Wanua Koha, in the Mandolang Subdistrict, is one part of the Tobulu Pineleng indigenous community in Minahasa, North Sulawesi. Wanua Koha (or Koha village) has inherited the traditions of daily life in the Minahasan community. One tradition that still continues is Mapalus, the tradition of gotong-royong or mutual help. For Nedine Helena Sulu, who is also a member of the AMAN National Council and a member of Barisan Pemuda Adat Nusantara (AMAN’s indigenous youth wing organisation), the tradition of Mapalus is not merely mutual assistance but rather to raise awareness about living hand in hand; this includes the qualities of likeability, fate, and shelter.

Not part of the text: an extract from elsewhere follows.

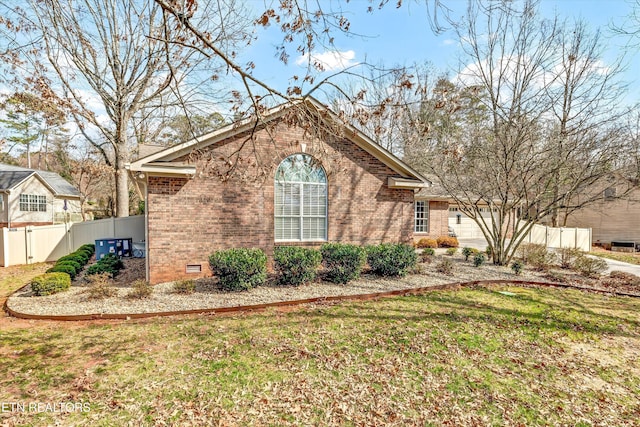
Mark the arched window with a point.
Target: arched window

Apart from strong adherence to customary traditions, accessibility and being a strategic location, Wanua Koha was also chosen as the location of the Fifth AMAN National Meeting because of the many issues that Indigenous Peoples experience in this area, especially agrarian conflicts and natural resources. Some of the conflicts faced by Indigenous Peoples in Wanua Koha are related to the sale and purchase of land, vandalism of cultural sites by irresponsible parties, mining conflicts (especially C quarry mining), coastal marine conflicts with investors, and more. Currently, Koha has been surrounded by PT Djarum, Sitorus property, and also the national park. Indigenous coastal and marine areas are also dredged for port development.
AMAN’s goal is for indigenous peoples to be politically sovereign, economically self-reliant and culturally dignified. Indigenous peoples must be able to determine their own life goals and ways to achieve them, rejecting the coercion of outsiders in decision making processes. In addition, Indigenous Peoples are not dependent on outsiders to meet their living needs and are proud of their cultural identity as Indigenous Peoples. Such matters have not materialised in the Tombulu Pineleng customary community, especially Wanua Koha.